Commissioned by the Dutch Minister for Medical Care and Sport, we recently conducted a study into the desirability of using cloud platforms for the storage and potential further processing of medical data of Dutch patients. The advisory report that we have submitted to the minister following our research has now been published (in Dutch).
The reason for the research consisted mainly of various news articles (1, 2) from the Dutch newspaper Algemeen Dagblad (AD), in which the question was raised whether the storage and further processing of medical data of Dutch patients would be safe enough in Google's (business) cloud platform. The AD also wrote about the report we delivered. (Next time without a cookie wall please.) Below are our most important conclusions and recommendations.
The desire to go 'into the cloud' is very understandable, also for parties involved in healthcare. Cloud providers generally offer possibilities for processing and protection of (medical) data that cannot be easily matched by healthcare parties themselves. Parties that process medical data can take advantage of these possibilities.
Strict legal requirements apply to the processing of medical data, arising in particular from the GDPR. For example, it is mandatory to perform a risk analysis, to make contractual agreements to protect the data, and to take additional measures when medical data can be stored outside the EU. If the cloud provider and buyer both demonstrably meet these requirements, a high level of safety will be ensured while processing medical data in the cloud.
In order to effectively enforce compliance with the GDPR, it is required that the cloud provider has at least one establishment or storage location in the EU. This is the case with the most popular cloud providers. There is also significant innovation taking place with regard to certification mechanisms to monitor and demonstrate compliance. The aim is to ensure that verification of compliance is as independent, continuous (or frequent and unexpected), complete and specific as possible, so that the risk of non-compliance is minimized as far as possible.
A special aspect of cloud services is that a cloud provider can be subject to multiple legal systems. An American company that stores medical data of Dutch people for an Amsterdam hospital in its data centers in the EU is bound by the GDPR but also by orders from the American authorities to receive or inspect data under their control. This is possible, for example, in the context of criminal investigations and secret orders from US secret services. Cloud providers can be in a difficult position if US legislation, such as the CLOUD Act, obliges them to provide personal data of people in the EU directly, and not through a request for legal assistance to the authorities in the country, while the GDPR prohibits that. They must then choose to either comply with the GDPR or the US legislation. Negotiations are already under way between the US and the EU to resolve this problem.
Our advice to the minister in this context is to facilitate as much as possible that agreements are made with other countries so that the authorities of those countries will be obliged to respect the legal privilege of medical data of Dutch patients. This legal privilege means that healthcare providers and cloud providers who process medical data for them cannot be forced to provide such data. This is also important in connection with the proposed e-evidence regulation, which should also make it possible for authorities in the EU context to request data without traditional requests for mutual legal assistance.

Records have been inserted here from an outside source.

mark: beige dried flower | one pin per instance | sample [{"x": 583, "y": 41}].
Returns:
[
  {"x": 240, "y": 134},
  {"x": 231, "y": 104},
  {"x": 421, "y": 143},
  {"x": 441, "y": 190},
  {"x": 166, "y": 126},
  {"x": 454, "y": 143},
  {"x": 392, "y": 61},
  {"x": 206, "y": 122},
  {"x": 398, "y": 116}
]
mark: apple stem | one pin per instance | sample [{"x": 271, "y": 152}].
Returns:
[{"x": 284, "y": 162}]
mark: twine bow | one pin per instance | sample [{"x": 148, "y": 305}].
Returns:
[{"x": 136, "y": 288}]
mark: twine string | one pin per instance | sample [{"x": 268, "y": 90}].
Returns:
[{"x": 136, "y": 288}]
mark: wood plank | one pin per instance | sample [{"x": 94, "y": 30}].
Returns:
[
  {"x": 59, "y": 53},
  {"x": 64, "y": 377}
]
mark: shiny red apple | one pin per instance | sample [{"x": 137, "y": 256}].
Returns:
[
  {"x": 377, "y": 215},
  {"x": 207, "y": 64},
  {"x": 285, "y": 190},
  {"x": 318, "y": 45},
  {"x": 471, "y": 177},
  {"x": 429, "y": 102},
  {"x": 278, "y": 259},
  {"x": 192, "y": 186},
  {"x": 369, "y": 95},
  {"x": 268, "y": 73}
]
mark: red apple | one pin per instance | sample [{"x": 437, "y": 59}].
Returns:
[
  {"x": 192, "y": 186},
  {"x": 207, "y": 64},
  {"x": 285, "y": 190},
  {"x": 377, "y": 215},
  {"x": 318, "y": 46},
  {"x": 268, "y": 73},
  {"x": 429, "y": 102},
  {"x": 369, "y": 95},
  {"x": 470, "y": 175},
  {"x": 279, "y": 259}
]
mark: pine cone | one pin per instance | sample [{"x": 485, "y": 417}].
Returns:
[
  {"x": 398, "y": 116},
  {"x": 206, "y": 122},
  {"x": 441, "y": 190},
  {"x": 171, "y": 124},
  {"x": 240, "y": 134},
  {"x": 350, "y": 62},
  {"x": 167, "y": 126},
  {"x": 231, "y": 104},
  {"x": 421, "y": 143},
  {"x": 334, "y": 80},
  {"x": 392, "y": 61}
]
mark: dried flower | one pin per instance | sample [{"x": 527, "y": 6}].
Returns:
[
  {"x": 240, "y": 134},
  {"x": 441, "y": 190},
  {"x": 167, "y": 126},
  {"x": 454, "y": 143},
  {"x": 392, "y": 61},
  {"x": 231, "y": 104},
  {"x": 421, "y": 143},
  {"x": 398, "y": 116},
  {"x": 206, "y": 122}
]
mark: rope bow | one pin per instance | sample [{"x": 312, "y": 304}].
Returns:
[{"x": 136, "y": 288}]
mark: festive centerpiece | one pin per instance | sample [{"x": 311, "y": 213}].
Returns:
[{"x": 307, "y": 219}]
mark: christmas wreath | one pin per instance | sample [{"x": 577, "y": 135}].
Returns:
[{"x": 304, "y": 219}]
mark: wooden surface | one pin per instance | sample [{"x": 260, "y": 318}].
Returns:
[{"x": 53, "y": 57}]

Another important risk is posed by a court case currently conducted before the EU Court of Justice. It concerns two commonly used instruments for legalizing the transfer of personal data from the EU to the US, namely the Privacy Shield and the model clauses. These instruments may not provide sufficient real protection against inspection by US authorities. Due to the lawsuit there is a real risk that these instruments will soon have to be revised or replaced (again). However, this can also be regarded as an opportunity for both the EU and the US to provide privacy protection in the US that is truly equivalent to that in the EU.
When a cloud provider falls under the jurisdiction of a country where equivalent protection of medical data, including the (derived) right of non-disclosure, is not certain, it is desirable to encrypt medical data of Dutch patients before they are transferred to the cloud provider.
This technical measure can also further minimize other risks. Although the new certification mechanisms mentioned above are promising, they will not be able to fully exclude the risk of non-compliance by the cloud provider. By applying encryption where the key is always kept outside the control of the cloud provider, it is technically enforced that the cloud provider itself cannot view the data, nor provide access to foreign authorities. Such encryption must be implemented with great care, requires the necessary expertise, and can also entail costs, obstacles or other disadvantages. Insofar as health care providers and other parties are unable to do so, we recommend the minister to facilitate as much as possible.
Another technical measure that is particularly important for protecting medical data in cloud storage is the use of two-factor or multi-factor authentication for access. Technical measures must also be taken to check the proper functioning of access security (logging). Finally, both the user's traffic to the cloud provider and the storage of medical data at the cloud provider itself must be encrypted in order to optimally protect stored medical data.
Despite all the cutting-edge security measures that the major cloud providers have implemented, trust in them is not yet optimal. On the one hand this is caused by the fact that these companies are regularly in the news because of privacy violations in their services aimed at consumers and on the other hand because of the risk of access by foreign (in particular American) authorities. If the cloud providers succeed in addressing these legitimate concerns better, this can help them to further strengthen their position.
In part C of our advisory report we make a number of recommendations to cloud providers, (potential) customers of cloud services, and governments, all in the context of storage and potential further processing of medical data in the cloud.